Pero opté por no aclarar nada. Ya tenía bastante. Como si no hubiera escuchado nada, salí en silencio al pasillo y cerré cuidadosamente la puerta a mis espaldas. No había nadie allí.

Fui caminando a la estación del metro. Resbalaba al andar por las aceras heladas, atravesando grupos de provincianos, detenidos ante las puertas de las tiendas de moda, y cruzaba entre los coches, parados en las intersecciones, pero no percibía casi nada en torno a mí. Mis pensamientos regresaban todo el tiempo a la conversación con aquel extraño interlocutor. Por cierto, no me había dicho su nombre. ¿Cómo había logrado hacerlo? Qué raro, qué raro...

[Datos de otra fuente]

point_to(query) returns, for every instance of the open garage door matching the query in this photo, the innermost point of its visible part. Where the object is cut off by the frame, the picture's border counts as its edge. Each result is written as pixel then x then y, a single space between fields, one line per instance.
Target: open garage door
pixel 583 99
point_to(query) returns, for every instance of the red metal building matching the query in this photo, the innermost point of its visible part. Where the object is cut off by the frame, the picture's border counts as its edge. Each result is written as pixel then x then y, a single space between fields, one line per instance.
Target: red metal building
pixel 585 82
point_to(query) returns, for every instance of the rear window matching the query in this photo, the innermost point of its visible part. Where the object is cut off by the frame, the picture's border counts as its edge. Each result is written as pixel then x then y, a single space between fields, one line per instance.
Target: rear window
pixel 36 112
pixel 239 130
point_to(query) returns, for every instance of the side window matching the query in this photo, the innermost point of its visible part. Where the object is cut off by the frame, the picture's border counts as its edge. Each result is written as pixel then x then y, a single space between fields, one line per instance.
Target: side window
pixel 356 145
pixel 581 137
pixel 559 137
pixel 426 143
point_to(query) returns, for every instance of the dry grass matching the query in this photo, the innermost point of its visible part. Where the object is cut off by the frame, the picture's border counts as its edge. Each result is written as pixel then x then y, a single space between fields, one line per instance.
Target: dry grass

Por una parte, ¿qué tenía de particular todo aquello? Se habían reunido dos hombres cultos. Por un asunto importante. Se habían conocido. Bien, uno de ellos no se había presentado, pero el otro se acordó de eso después de la reunión. Pero aquello no era lo más terrible. Dos personas cultas, indudablemente simpáticas, habían intercambiado algunos conceptos bastante elevados sobre cuestiones totalmente banales: la genialidad, la creación, la literatura, los lectores, la cantidad de ejemplares, etcétera. Mas ¿por qué, después de aquella conversación, se me habían clavado algunas espinas en la consciencia? Era como si aquí, tras las orejas, algo estuviera provocando picor. Pero ¿qué era exactamente y por qué?